Geschrieben von: David Hausmann, am 05.11.2008, 23:20 Uhr

Auch im vierten Spiel der EHF Champions League musste der österreichische Meister das Feld als Verlierer verlassen. Beim spanischen Spitzenreiter, bei dem Topscorer Martin Stranovsky krankheitsbedingt aussetzen musste, hatten die Vorarlberger schlussendlich klar mit 37:26 das Nachsehen und befinden sich weiterhin am letzten Tabellenrang der Gruppe G. Im Parallelspiel konnte sich Montpellier trotz Verletzungssorgen knapp mit 26:27 in Zürich durchsetzen.

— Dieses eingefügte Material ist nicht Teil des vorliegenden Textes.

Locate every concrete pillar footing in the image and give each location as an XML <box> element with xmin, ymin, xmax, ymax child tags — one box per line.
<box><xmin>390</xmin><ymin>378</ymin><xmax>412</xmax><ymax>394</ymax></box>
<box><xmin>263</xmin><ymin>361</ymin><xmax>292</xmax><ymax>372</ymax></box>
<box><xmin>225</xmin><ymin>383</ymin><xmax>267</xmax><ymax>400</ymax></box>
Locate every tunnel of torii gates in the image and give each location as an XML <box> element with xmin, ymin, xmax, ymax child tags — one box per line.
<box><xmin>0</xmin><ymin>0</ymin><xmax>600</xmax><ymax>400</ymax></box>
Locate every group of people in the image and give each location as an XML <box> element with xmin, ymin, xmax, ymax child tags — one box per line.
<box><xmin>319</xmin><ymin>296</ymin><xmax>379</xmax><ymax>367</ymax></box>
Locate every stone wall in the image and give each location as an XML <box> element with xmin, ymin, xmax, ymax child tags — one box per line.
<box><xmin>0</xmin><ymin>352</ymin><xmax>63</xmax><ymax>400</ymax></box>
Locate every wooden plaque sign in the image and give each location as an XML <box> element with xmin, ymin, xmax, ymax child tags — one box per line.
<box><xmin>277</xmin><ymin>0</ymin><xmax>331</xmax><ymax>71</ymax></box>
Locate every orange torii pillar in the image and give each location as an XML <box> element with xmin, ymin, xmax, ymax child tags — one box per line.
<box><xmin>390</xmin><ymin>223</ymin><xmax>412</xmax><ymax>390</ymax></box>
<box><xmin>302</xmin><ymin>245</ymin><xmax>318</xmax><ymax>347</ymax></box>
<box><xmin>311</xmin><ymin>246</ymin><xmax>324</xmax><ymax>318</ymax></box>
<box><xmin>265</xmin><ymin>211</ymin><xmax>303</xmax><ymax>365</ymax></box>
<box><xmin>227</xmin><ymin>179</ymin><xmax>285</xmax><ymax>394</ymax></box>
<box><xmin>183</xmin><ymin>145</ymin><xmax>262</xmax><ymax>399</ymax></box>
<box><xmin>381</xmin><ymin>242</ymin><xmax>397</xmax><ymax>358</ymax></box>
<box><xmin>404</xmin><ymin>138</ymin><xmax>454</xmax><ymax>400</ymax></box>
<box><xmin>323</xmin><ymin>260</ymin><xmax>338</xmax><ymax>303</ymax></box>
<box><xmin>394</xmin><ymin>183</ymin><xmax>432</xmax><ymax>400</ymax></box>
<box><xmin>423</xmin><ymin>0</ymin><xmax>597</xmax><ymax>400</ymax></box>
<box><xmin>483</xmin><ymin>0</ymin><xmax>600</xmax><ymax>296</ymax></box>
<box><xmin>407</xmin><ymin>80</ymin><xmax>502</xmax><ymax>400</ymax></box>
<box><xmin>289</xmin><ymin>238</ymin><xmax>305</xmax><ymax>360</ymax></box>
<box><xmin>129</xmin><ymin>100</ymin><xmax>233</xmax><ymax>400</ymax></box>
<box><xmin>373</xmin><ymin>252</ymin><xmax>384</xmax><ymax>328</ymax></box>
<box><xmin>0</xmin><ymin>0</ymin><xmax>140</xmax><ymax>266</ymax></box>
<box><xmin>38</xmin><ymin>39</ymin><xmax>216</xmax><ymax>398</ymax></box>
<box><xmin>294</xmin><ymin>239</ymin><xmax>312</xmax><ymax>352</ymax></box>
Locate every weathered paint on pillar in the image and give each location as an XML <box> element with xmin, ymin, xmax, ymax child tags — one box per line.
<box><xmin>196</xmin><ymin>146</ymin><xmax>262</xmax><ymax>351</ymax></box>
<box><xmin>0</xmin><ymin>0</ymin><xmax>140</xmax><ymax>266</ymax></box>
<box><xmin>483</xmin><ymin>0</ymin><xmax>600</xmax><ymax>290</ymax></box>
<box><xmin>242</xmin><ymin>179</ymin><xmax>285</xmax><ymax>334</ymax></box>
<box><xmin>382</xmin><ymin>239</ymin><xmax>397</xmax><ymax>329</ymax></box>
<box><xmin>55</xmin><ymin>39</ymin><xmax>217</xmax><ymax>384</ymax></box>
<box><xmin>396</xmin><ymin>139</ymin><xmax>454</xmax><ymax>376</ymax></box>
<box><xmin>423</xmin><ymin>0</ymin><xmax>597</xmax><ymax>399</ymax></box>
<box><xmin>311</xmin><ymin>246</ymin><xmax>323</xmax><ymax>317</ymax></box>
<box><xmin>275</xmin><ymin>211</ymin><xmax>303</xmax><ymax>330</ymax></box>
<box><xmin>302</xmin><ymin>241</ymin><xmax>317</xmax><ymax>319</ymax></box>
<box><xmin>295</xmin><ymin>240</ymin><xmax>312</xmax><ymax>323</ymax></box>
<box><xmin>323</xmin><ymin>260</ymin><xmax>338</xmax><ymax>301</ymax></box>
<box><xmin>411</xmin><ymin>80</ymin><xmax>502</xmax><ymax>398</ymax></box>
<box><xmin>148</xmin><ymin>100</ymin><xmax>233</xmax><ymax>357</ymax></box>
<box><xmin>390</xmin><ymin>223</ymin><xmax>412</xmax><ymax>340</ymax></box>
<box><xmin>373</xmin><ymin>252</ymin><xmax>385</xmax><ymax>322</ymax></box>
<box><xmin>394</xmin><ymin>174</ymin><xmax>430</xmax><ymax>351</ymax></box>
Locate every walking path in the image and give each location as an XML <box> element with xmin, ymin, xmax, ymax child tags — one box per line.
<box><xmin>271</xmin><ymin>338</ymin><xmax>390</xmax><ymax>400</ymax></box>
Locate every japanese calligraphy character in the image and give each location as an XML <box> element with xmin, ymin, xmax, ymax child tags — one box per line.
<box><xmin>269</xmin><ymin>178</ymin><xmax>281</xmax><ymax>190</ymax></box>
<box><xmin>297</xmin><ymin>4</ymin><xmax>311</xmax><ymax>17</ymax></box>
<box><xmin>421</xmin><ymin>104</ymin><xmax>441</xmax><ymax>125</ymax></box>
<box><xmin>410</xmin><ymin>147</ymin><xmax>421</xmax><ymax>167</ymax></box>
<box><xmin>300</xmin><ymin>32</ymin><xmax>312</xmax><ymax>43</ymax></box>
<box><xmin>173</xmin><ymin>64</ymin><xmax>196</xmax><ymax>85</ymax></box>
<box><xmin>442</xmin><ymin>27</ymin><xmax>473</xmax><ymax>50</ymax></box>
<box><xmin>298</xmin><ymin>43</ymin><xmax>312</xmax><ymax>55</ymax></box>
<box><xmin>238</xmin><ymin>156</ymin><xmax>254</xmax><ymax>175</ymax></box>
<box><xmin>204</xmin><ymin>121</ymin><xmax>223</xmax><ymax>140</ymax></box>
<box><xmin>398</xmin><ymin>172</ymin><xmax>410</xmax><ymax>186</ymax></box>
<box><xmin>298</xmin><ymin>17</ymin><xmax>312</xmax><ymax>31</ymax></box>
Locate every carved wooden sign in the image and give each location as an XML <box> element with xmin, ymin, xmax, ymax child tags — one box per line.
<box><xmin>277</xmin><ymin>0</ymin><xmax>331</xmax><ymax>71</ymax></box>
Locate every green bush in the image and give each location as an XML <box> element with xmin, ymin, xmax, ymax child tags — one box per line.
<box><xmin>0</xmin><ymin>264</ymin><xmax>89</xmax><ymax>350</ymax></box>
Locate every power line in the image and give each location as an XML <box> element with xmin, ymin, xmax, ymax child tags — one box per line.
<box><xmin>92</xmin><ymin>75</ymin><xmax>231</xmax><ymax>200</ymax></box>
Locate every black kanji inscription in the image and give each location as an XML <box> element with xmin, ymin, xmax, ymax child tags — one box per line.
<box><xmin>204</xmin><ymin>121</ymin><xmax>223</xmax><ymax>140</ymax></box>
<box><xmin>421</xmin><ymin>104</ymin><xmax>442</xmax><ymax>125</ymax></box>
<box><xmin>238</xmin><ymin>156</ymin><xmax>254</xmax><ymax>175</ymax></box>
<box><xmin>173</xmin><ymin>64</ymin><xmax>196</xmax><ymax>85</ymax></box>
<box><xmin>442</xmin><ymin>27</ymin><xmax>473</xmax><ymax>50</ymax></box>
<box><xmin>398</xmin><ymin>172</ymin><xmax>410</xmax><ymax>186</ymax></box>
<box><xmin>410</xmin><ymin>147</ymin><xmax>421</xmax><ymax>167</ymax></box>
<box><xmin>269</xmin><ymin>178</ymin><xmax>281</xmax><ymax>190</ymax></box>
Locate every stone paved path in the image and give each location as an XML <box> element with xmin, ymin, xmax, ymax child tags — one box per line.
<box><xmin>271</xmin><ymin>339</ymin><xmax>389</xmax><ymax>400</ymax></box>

Spielmacher Mare Hojc war in Spanien mit 7 Treffern erfolgreichster Werfer der Begegnung (Foto: Walter Zaponig)
Im Spiel Erster gegen Vierten der Gruppe G waren die Spanier als Tabllenführer darum bemüht, bereits zu Beginn der Partie die Weichen auf Erfolg zu stellen, was sich nach sieben gespielten Minuten in einer 6:2-Führung für die Gastgeber äußerte. „In der Anfangsphase hatten wir Abstimmungsschwierigkeiten in der Abwehr und ermöglichten Leon, des Öfteren leicht zum Torerfolg zu kommen, während wir speziell in diesen Minuten kein adäquates Mittel fanden, um ihre Defensive zu überwinden.“, fasste Kapitän Nikola Marinovic den missglückten Start in die Partie zusammen.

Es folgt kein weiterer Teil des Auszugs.